Under current federal law it is a violation for any person to transfer, sell, trade, give, transport, or deliver any firearm to any person who the transferor knows or has reasonable cause to believe does not reside in the state in which the transferor resides. (18 U.S.C. § 922(a)(5).) Thus, by asking a private party in Arizona to sell the Colorado producer firearms, Ms. Soechtig and her staff induced an otherwise law abiding citizen to commit a federal crime. There was nothing legal about what Ms. Soechtig and her staff did, despite their slanted attempt to portray in their documentary the private sale of firearms as unregulated and legal.
It is also unlawful for any person other than a dealer to transport into or receive in the state where they reside any firearm purchased or otherwise obtained outside that State. (18 U.S.C. § 922(a)(3).) Violations of these laws can result in a hefty fine and a felony conviction of up to five years. (18 U.S.C. § 924(a)(1)(D).) Further, if two or more persons conspire to commit any offense, and at least one person commits an overt act in furtherance of the conspiracy, each party to the conspiracy can also face an additional fine and imprisonment for up to five years. (18 U.S.C. § 371.)

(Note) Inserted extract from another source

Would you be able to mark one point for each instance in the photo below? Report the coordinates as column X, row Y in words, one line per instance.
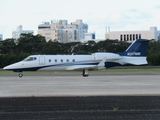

In light of this development, the National Shooting Sports Foundation has called on the Bureau of Alcohol, Tobacco, Firearms, and Explosives to launch a criminal investigation into this matter:
For that reason, based on statements made in a videotaped interview , we have to point out that it would appear that a producer of the Katie Couric documentary “Under the Gun” committed at least four federal felonies, one for each firearm he appears to have illegally purchased since the individual was not a resident of Arizona where he purchased the firearms. He may have also violated state criminal statutes. And, If Ms. Soechtig, the film’s director, sent him to Arizona to make these firearms purchases, as the tape appears to suggest, she may be guilty of engaging in a conspiracy to violate federal firearms laws and/or aiding and abetting the commission of these crimes her producer engaged in. We also have to ask what, if any, involvement did Ms. Couric as executive producer have in these purchases? The NSSF calls upon the Bureau of Alcohol, Tobacco, Forearms and Explosives (ATF) to open a criminal investigation into this important matter.
Soechtig has remained unapologetic over deliberately editing an interview with members of the Virginia Citizens Defense League for the film, which sparked the fallout over the film that seeks to look at the issue of gun control by getting the points of view from both sides. You can’t do that when you edit out the audio of the other side giving their position, which is exactly what Soechtig, Couric, and company did in the making of this feature—and now possible violations in federal firearms law. It’s a mess, and reinforces what many Second Amendment rights supporters already think about the liberal news media.